Maria Teresa Barros received her Ph.D. degree in organic chemistry from the University of Paris‐Sud (Doctorat d’État) in1981. Her doctoral studies involved methodological improvements for the application of pentavalent bismuth derivatives in organic synthesis working under the supervision of Professor Sir Derek Barton. She worked as a postdoctoral researcher at the Chemistry Department, University of California at Berkeley studying organic bridged uranocenes with Professor Andrew Streitwieser and at the Lawrence Berkeley Laboratory as a visiting scholar. Currently, she is Associate Professor with habilitation in the Chemistry Department of the Faculty of Sciences and Technology of the New University of Lisbon and is a researcher of REQUIMTE/LAQV at the same institution. Her research covers a broad range of topics in synthetic bioorganic chemistry, especially the synthesis of large and small molecules with potential biological activity. Her research group is also involved in the development of new strategies for drug delivery.

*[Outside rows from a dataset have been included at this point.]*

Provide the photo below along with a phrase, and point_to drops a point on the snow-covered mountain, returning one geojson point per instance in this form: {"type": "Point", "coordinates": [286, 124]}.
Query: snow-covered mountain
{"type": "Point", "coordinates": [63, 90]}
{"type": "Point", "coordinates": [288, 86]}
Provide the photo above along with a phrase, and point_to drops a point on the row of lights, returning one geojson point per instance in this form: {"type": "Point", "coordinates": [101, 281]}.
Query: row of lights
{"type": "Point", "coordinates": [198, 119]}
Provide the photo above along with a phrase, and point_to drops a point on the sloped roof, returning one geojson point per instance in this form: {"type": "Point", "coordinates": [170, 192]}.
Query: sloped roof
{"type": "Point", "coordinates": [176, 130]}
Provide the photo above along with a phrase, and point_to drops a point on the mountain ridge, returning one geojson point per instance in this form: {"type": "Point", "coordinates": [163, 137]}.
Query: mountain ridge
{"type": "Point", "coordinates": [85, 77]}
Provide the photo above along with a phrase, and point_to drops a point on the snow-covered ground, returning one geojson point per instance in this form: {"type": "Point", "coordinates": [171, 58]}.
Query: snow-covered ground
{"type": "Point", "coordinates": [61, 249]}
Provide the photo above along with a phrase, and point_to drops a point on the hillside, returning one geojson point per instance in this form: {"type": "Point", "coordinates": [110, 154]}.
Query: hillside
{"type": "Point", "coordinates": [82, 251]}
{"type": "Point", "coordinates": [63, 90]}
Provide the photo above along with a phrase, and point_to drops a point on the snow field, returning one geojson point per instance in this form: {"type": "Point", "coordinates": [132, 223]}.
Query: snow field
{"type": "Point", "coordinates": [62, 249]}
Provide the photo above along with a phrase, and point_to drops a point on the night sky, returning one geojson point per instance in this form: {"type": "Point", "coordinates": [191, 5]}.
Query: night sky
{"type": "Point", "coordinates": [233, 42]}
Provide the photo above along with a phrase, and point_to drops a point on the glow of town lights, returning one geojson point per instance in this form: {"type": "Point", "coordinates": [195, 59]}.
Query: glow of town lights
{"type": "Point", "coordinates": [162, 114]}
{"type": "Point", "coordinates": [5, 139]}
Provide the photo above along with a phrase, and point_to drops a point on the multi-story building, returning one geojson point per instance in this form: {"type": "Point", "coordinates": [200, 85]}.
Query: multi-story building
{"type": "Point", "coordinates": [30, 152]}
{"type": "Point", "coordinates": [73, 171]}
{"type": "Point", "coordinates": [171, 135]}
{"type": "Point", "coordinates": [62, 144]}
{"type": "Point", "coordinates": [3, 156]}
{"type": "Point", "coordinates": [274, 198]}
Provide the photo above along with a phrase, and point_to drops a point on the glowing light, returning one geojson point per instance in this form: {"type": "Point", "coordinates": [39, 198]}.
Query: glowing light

Rosagela da Silva Laurentiz received her Ph.D. degree in chemistry at the University of São Paulo in 2002. In 2004, she carried out postdoctoral studies at the Faculty of Pharmaceutical Sciences of Ribeirão Preto‐USP at the Laboratory of Clinical, Toxicological, and Bromatology Analysis. She started her project as a young researcher at the University of Franca and is currently an Assistant Professor in the Department of Physics and Chemistry, School of Engineering, Ilha Solteira. She teaches postgraduate courses in the materials science program and classes in biochemistry and organic chemistry for undergraduate courses in animal science, agronomy, and biology. She develops projects in organic synthesis and natural products applied to human and animal health.